We see ourselves as extensions of our client’s team rather than external providers. We slot in with whatever procedures, policies and people they already have in place. We don’t sign up clients to any time frames and they are free to leave us at any point, although we of course hope they don’t and we haven’t lost a client in two years so I would like to think we are doing something right.

Who do you admire?

It’s a cliché but women who have juggled tough times, raising a family and building a successful business. Particularly Karren Brady and Michelle Mone. Their books are on my bedside table. Along with having a child born with medical issues, this formed part of the inspiration for us to provide flexible working to our team.

I would also say my husband and co-director Mark. He is the reason we started the business. He had more faith in Ann and I than we had. He also has a talent for preventing Ann and I conversing over any one issue for too long!

Looking back, is there anything you would have done differently?
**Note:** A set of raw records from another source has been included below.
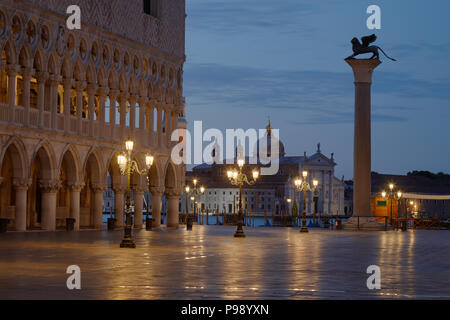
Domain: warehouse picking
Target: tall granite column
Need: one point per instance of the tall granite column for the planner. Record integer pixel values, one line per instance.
(362, 70)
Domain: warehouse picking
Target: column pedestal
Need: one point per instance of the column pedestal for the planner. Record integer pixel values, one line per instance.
(156, 206)
(138, 205)
(21, 206)
(119, 206)
(98, 206)
(49, 190)
(172, 209)
(75, 204)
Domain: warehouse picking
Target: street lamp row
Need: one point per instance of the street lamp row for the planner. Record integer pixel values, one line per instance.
(303, 185)
(238, 178)
(127, 167)
(193, 193)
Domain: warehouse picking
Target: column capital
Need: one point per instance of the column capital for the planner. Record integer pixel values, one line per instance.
(91, 88)
(42, 76)
(98, 187)
(139, 190)
(21, 183)
(67, 83)
(76, 187)
(363, 69)
(55, 78)
(80, 85)
(50, 186)
(143, 100)
(103, 91)
(114, 92)
(12, 69)
(173, 193)
(124, 95)
(133, 98)
(157, 191)
(27, 72)
(120, 189)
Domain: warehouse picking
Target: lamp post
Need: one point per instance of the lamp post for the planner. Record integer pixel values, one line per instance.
(303, 185)
(391, 195)
(127, 167)
(194, 192)
(238, 178)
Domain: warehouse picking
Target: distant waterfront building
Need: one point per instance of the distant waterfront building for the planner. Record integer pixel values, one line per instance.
(269, 195)
(424, 195)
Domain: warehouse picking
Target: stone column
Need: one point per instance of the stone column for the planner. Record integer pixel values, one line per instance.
(98, 190)
(159, 126)
(41, 78)
(132, 113)
(113, 94)
(91, 90)
(123, 113)
(74, 213)
(151, 123)
(138, 205)
(330, 197)
(142, 128)
(49, 190)
(362, 70)
(362, 216)
(21, 188)
(79, 87)
(103, 93)
(54, 82)
(173, 198)
(12, 71)
(67, 83)
(156, 205)
(27, 74)
(119, 204)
Yes. I wouldn’t sweat the small stuff and I would stand back and enjoy the highlights for a moment before pressing on to the next task. We set up the business on a tight budget and back then the small things felt like huge problems so I worked day and night to solve them. I identified there was an issue, attended a course of cognitive behavioural therapy and later realised it was a common problem for a lot of people. I still sometimes sweat the small stuff but on the plus side, our combined attention to detail is partly responsible for why we are so successful. We are often described as people who care too much. Not necessarily a bad thing in business.

 

What advice would you give to someone starting out?

Do it. Have faith in yourself and jump in with both feet. Don’t get comfortable and be adaptable. Keep pushing forward and on to the next task. Draw on your resources and ask for help when needed, no matter how silly you think the question may be: networking is a great way to find support. Have a contingency plan. Know your areas of weakness and have a plan in place to prevent problems occurring. Things will happen which are out of your control, it’s how you deal with them that counts. Learn from your mistakes. Have passion for what you do – your clients will see that you care, and that goes a long way. Work hard but remember to take time for yourself. Lastly, be prepared for ups and downs, and most of all, be resilient.